Reporter on Sunday Morning Live and The One Show, BBC1

Raphael Rowe is a reporter on Sunday Morning Live and The One Show, BBC1. Raphael joined the BBC in 2001 as a reporter for the Radio 4 News Programme, Today, and went on to report for many years on BBC One’s flagship current affairs television programme, Panorama, before becoming freelance in 2016. Raphael’s path to becoming a reporter and presenter has been unique and remarkable.

In 1988, aged 20, he was sentenced to life imprisonment for a murder and robbery he did not commit. In July 2000, after 12 years in prison, the Court of Appeal quashed his wrongful convictions and he was freed.

He is self-educated on the criminal justice system and, against the odds, during his years in prison he studied journalism through a correspondence course. As the subject of numerous stories by broadcast and print journalists during his long campaign for justice, Raphael has a unique insight into both sides of the reporting coin.

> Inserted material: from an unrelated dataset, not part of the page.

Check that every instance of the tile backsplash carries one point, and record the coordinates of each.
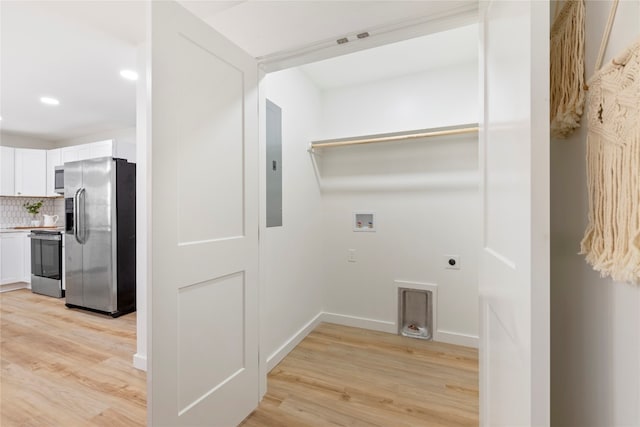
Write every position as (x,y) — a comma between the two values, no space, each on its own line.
(14,214)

He has presented a number of programmes for BBC Two including ‘This World: Locked in Paradise’ and ‘Who Killed Kelso Cochrane?’. He also conducted a fascinating three-part investigation which revealed the UK’s first criminal underworld rich list. Episode One looked at Smugglers, Episode Two Drug Barons and Episode three Fraudsters.

Raphael joined Panorama in 2006 and reported on a wide range of issues, including Bursting the House Price Bubble, Addiction to Games, Track my Trash, Jailed for a Knife, Smugglers Tales, Orphans of Haiti, Kill at Will: America on trial, Children’s Fight Club, DIY Justice.

Through his singular background, and as the first person of mixed race with dreadlocks to report for Today, the Six O’Clock News, Panorama and The One Show, Raphael has helped re-write the rules on what makes a BBC reporter.

Raphael is the presenter on a Netflix series “Inside The Worlds Toughest Prisons” where he travels to some of the worlds most dangerous places where he interviews violent and dangerous criminals.